Compressing Longs in Druid

Dec 07, 2016
David Li

Column stores such as Druid have the ability to store data in individual
columns instead of rows, and can apply different compression algorithms to different types of columns. With the Druid 0.9.2 release, Druid has added additional column compression methods for longs to significantly improve query performance in certain use cases. In this blog post, we’ll highlight how these various compression methods impact data storage size and query performance.

To illustrate these new methods, let’s first consider the example event data set shown below:

TimestampUserCountryAddedDeletedDelta
1471904529AC127401274
1471904530AO27027
1471904531BU11861977-791
1471904532CN4557-553
1471904533DT707
1471904534ER99564129544

This data set consists of a timestamp column, a set of string columns (User,Country) that queries frequently group and filter on called “dimensions”, and a set of numeric columns (Added, Deleted, and Delta) that queries often scan and aggregate called “metrics”. In previous literature, we’ve covered what compression and indexing algorithms we apply to dimensions. In this blog post, we’ll focus on our recent improvements for long columns.

Existing Compression Strategies

In our example above, each long takes 8 bytes to store. For a 5,000,000 row table, an uncompressed column would require roughly 40MB of space. Prior to 0.9.2, Druid only leveraged lz4 and lzf compression for longs.

Compression is done by dividing a column into blocks of a given size (currently 0x10000 bytes, or 8192 longs). Each block is compressed and persisted to disk.These compressed columns are memory-mapped, so to read a value in a column, the block that contains the value must be loaded into memory and decompressed.

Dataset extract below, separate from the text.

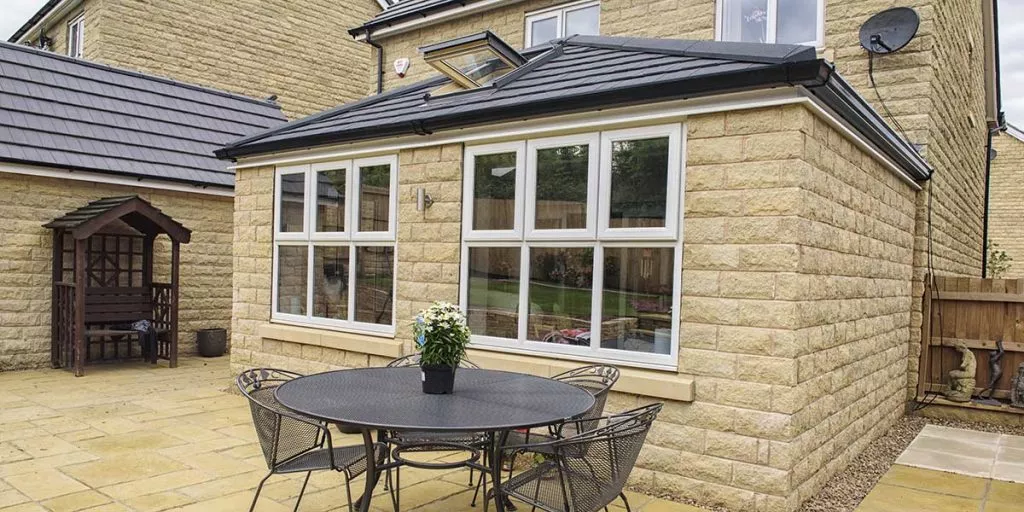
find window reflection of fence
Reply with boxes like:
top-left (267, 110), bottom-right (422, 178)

An inefficiency arises in that we must decompress the entire block even if we only need to read a small number of values within a block, for example, if we are filtering the data. The overhead for decompressing and copying a block from disk to memory is the same as if you were to read all the values in the block.

A natural improvement here is to use a compression technique that allows for direct access from file so we don’t need to do unnecessary block decompression and byte copying to access sparse data.

Direct Access Strategies

To allow direct data access, an important feature we must have is the ability to quickly access the block of data that contains the values we seek, or otherwise known as an index into our data. A simple way to achieve this requirement is to ensure all blocks, and hence, all values in the blocks, are the same length. However, long values don’t always require 8 bytes for storage.Using 8 bytes to store a value such as 0x1 is waste. Thus, to efficiently store values, we’ve adopted two strategies from Apache Lucene: delta and table compression. Delta compression finds the smallest value in a set of longs and stores every other value as offset to the smallest value, while table compression maps all unique values to an index and stores the index. These compression algorithms are shown below:

Both strategies have their limitations. Delta compression cannot handle data with offsets that exceed the maximum long value, and table compression cannot handle high cardinality data as storing the lookup would be costly. Given that choosing a format is conditional, we’ve introduced an auto strategy that scans the data for its maximum offset and cardinality, and determines whether to use delta, table, or none compression.

Trade offs

The graph below compares the auto, lz4, and none compression strategies using generated data sets with 5,000,000 values each.

Data Distributions

  • enumerated : values are from only a few selections, with probability heavily skewed towards one value
  • zipfLow : zipf distribution between 0 to 1000 with low exponent
  • zipfHigh : zipf distribution between 0 to 1000 with high exponent
  • uniform : uniform distribution between 0 to 1000
  • sequential : sequential values starting from a timestamp

The table below shows the bits per value for the auto strategy:

EnumerateZipfLowZipfHighSequentialUniform
41282412

Please note that since the none strategy doesn’t perform any compression, its size is the same for all data distributions. The auto size is directly proportional to the bits per value. lz4 performs very well for the enumerate and zipfHigh data distributions, since these distributions contain the most repeating values.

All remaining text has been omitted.